How will these attributes be used? Are they simply a bag of data or would the user expect that the system would do something with these values? Are there ever going to be any reports against them?
If the system must do something with these attributes then you should make them columns since code will have to be written anyway that does something special with the values. However, if the customers just want them to store data then an EAV might be the ticket.
If you are going to implement an EAV, I would suggest adding a
DataType column to your attributes table. This enables you to do some rudimentary validation on the entered data and dynamically change the control used for entry.
If you are going to use an EAV, then the one rule you must follow is to never write any code where you specify a particular attribute. If these custom attributes are nothing more than a wad of data, then an EAV for this one portion of your system will work. You could even consider creating an XML column to store these attributes. SQL Server actually has an XML data type but all databases have some form of large text data type that will also work. On reports, the data would only ever be spit out. You would never place specific values in specific places on reports nor would you ever do any kind of numerical operation against the data.
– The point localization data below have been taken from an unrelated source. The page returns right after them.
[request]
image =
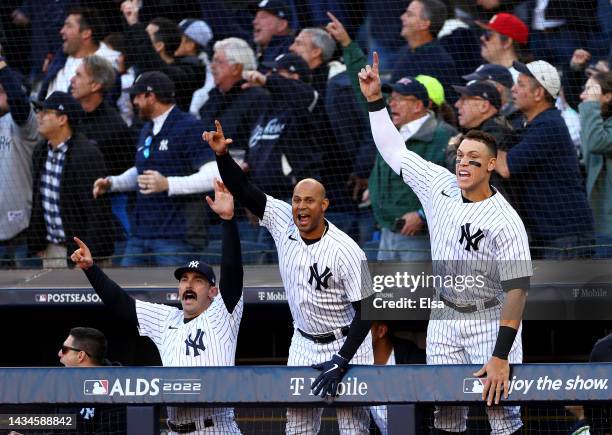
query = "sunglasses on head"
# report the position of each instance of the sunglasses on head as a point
(66, 349)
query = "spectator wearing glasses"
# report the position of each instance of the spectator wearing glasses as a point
(65, 165)
(86, 347)
(503, 41)
(501, 78)
(82, 35)
(553, 197)
(170, 166)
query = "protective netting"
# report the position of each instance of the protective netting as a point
(298, 116)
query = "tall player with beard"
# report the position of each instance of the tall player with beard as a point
(474, 233)
(204, 333)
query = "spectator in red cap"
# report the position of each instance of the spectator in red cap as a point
(503, 40)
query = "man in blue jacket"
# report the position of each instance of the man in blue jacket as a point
(552, 194)
(170, 167)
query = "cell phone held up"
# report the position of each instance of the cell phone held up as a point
(398, 225)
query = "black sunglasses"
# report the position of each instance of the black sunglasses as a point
(66, 349)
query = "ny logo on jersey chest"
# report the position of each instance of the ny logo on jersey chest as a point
(471, 240)
(320, 278)
(197, 343)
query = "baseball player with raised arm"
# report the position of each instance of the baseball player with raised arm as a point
(204, 332)
(326, 279)
(474, 232)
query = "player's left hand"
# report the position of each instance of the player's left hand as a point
(152, 182)
(498, 379)
(223, 204)
(333, 371)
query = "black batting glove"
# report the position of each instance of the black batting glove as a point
(333, 371)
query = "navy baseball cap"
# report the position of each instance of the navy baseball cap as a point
(491, 71)
(275, 7)
(290, 62)
(481, 89)
(63, 103)
(408, 86)
(153, 81)
(196, 265)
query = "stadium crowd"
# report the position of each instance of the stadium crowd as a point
(103, 105)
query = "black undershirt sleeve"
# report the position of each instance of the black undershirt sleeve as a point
(113, 296)
(358, 330)
(522, 283)
(231, 279)
(236, 181)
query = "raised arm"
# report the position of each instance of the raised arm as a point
(113, 296)
(231, 280)
(388, 140)
(233, 177)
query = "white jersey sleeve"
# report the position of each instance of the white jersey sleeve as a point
(225, 323)
(420, 174)
(356, 275)
(277, 216)
(153, 319)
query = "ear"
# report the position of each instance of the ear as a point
(282, 26)
(325, 204)
(63, 119)
(539, 94)
(237, 69)
(96, 87)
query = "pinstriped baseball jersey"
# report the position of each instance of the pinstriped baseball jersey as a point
(321, 279)
(485, 238)
(206, 341)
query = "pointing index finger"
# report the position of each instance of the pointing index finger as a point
(332, 17)
(375, 62)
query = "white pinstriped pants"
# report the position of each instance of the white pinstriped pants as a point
(470, 342)
(307, 421)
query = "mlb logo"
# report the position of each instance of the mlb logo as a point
(95, 387)
(40, 298)
(473, 385)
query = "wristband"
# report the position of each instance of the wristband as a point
(505, 340)
(375, 106)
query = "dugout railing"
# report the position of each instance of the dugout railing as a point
(144, 389)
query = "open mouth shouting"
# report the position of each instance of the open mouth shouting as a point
(462, 174)
(190, 295)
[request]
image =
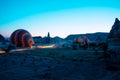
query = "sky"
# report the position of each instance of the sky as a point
(59, 17)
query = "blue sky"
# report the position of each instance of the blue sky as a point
(59, 17)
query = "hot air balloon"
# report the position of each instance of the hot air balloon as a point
(22, 38)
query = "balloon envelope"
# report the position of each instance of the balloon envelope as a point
(22, 38)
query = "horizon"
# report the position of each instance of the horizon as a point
(60, 18)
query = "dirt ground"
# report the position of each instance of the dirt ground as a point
(55, 64)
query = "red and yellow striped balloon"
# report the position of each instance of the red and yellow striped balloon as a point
(22, 38)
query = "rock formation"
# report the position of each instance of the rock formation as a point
(114, 35)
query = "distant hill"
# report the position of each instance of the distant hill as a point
(91, 36)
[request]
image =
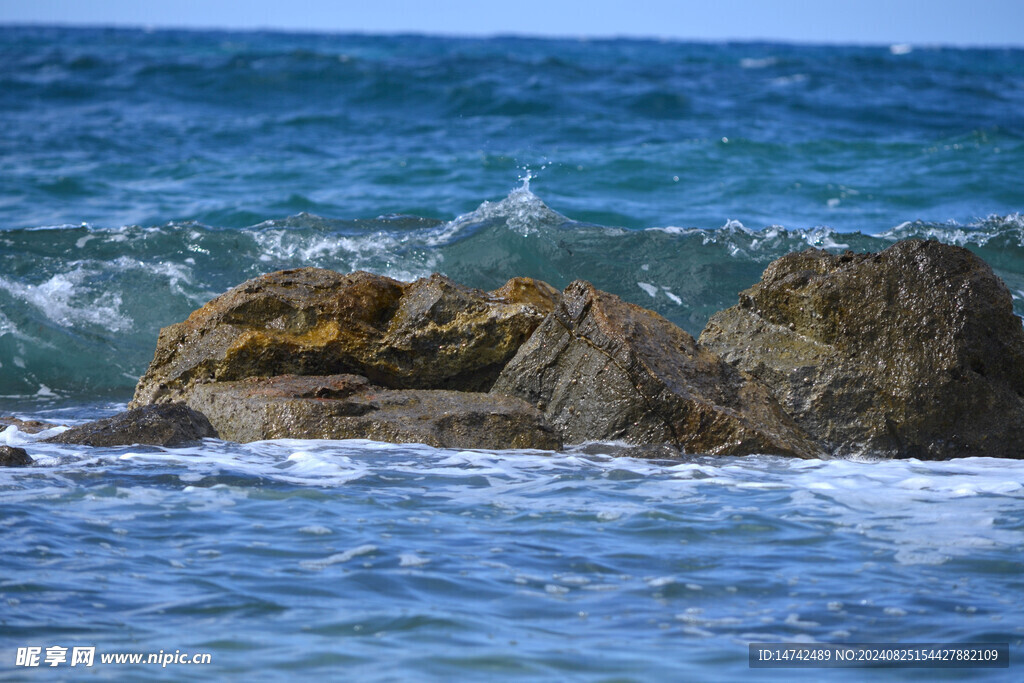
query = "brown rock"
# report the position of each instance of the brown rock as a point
(349, 407)
(166, 424)
(428, 334)
(604, 370)
(913, 351)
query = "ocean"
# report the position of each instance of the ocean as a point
(144, 172)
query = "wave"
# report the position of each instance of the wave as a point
(80, 307)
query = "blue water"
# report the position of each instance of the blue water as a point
(141, 173)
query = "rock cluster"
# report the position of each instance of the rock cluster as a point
(348, 407)
(605, 370)
(429, 334)
(913, 351)
(910, 352)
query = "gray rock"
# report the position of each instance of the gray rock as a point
(13, 457)
(349, 407)
(601, 369)
(165, 424)
(913, 351)
(27, 426)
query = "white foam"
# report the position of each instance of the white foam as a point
(762, 62)
(69, 299)
(412, 560)
(338, 558)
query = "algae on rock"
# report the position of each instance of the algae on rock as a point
(428, 334)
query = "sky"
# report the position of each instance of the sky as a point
(966, 23)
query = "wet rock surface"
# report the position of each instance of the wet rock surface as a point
(349, 407)
(913, 351)
(429, 334)
(165, 424)
(13, 457)
(600, 369)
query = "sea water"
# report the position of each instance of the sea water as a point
(142, 173)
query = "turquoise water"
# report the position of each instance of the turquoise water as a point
(145, 172)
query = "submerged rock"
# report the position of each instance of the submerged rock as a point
(600, 369)
(913, 351)
(428, 334)
(13, 457)
(349, 407)
(166, 424)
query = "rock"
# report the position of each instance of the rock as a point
(27, 426)
(913, 351)
(428, 334)
(600, 369)
(166, 424)
(14, 457)
(349, 407)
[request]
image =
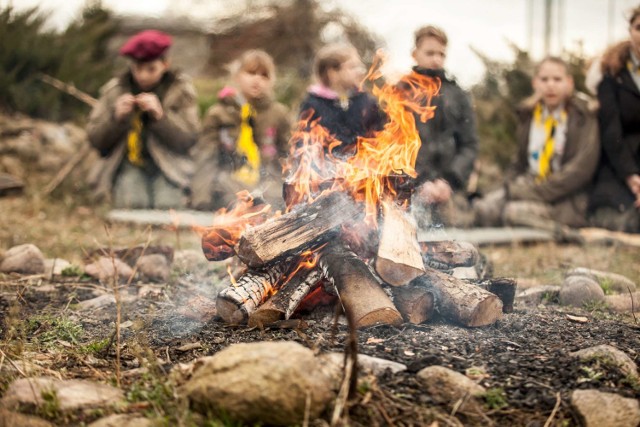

The price of an EAV is vigilence and discipline. You have to have discipline amongst yourself and the other developers and especially report writers to never filter on a specific attribute no matter how much pressure you get from management. The moment a client wants to filter or do operations on a specific attribute, it must become a first class attribute as a column. If you feel that this kind of discipline cannot be maintained, then I would simply create columns for each attribute which would mean an adjustment to code but it will create less of mess down the road.